Nada mais realpolitik que candidatos mudarem de posição ao sabor da audiência eleitoral. O problema não é o pragmatismo político, afinal eleição é para se ganhar. O problema é, sob o efeito da sede ao pote, correr-se o risco de atravessar a rua para escorregar na casca de banana que está do outro lado da calçada. Foi nessa realpolitik embananada que o candidato a governador do RJ, Marcelo Freixo, se trumbicou em entrevista nesta quarta-feira (17).
"Sou contra qualquer coisa que venha dividir a sociedade brasileira hoje. Não sou favorável [à legalização da maconha]." Questionado, complementou: "não sou mais a favor.
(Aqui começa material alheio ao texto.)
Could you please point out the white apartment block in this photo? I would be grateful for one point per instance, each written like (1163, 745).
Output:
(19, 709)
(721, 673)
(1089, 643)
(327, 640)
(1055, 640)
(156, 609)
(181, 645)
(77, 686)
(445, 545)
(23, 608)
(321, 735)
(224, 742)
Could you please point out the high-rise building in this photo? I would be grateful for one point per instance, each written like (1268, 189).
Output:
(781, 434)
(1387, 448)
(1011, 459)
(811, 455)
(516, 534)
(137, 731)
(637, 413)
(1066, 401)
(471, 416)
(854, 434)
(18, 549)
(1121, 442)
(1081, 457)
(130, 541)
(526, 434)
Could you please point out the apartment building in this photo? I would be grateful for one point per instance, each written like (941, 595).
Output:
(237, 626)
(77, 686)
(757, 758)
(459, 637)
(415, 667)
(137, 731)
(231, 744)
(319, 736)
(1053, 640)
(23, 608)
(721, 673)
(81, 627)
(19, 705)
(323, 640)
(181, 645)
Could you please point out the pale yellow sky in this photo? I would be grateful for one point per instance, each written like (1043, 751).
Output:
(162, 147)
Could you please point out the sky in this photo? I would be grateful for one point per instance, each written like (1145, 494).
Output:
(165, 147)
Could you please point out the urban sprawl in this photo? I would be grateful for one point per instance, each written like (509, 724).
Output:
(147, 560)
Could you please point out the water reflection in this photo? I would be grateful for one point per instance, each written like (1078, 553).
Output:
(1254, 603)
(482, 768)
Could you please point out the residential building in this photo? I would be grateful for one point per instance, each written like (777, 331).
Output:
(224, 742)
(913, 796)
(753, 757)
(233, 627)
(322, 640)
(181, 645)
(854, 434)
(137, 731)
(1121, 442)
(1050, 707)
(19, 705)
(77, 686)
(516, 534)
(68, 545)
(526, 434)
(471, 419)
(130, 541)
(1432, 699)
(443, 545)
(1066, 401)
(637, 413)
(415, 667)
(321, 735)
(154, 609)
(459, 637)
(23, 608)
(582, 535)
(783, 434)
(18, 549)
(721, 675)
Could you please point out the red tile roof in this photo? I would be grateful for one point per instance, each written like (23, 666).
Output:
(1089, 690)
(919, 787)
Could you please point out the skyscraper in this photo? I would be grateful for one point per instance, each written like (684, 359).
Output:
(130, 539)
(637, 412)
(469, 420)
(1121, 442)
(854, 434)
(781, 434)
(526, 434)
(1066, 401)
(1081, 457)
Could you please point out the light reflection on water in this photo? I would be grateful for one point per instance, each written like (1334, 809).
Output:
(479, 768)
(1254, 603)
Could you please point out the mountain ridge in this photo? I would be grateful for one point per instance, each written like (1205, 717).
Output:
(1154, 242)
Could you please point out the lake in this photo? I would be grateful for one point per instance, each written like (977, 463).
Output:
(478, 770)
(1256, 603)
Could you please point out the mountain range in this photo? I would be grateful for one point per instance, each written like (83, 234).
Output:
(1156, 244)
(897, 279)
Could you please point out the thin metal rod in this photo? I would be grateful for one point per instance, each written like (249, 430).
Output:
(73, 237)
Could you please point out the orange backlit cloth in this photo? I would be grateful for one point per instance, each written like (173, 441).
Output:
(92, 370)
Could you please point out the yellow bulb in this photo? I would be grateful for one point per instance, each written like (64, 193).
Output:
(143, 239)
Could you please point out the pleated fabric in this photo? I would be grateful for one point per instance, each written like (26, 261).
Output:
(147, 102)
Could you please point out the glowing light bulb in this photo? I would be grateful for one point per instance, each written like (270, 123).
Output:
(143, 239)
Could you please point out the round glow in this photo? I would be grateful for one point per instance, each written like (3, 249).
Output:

Não acho que isso vai, nesse momento, nos ajudar no Brasil. O que a gente precisa é avançar nas políticas de saúde e na eficiência da polícia", disse na TV Record. Trata-se de uma guinada brusca para quem defendia até ontem, com razão, que a guerra às drogas significa prender e matar jovem pobre negro da favela.
A casca de banana na qual Freixo se trumbicou seria fácil de desviar: não lhe cabe legalizar ou não maconha posto que é competência federal. O erro de Freixo, mesmo sendo o mais preparado na corrida eleitoral, foi mais grave, no entanto. A escolha não é entre pragmatismo político, de um lado —sinônimo de conservadorismo na terra de Bolsonaro— e fracasso eleitoral, de outro. Freixo poderia ter rebatido a pergunta em outros termos. Poderia ter focado no impacto desigual da guerra às drogas: 86% dos mortos em operações no RJ são negros, enquanto a elite pede delivery de maconha no Leblon. Poderia ter focado na economia. RJ gasta R$ 1 bilhão no combate às drogas e falta dinheiro pra escola e saúde. Poderia ter focado em segurança. Enquanto perde tempo com bangue-bangue, RJ esclarece apenas 14% dos homicídios.
Se pragmatismo fosse justificativa para não oferecermos alternativas à máquina que mói a carne preta todos os dias, de que adianta gritar que as vidas negras importam se, na hora que vale, não importam tanto quanto a cadeira que se almeja?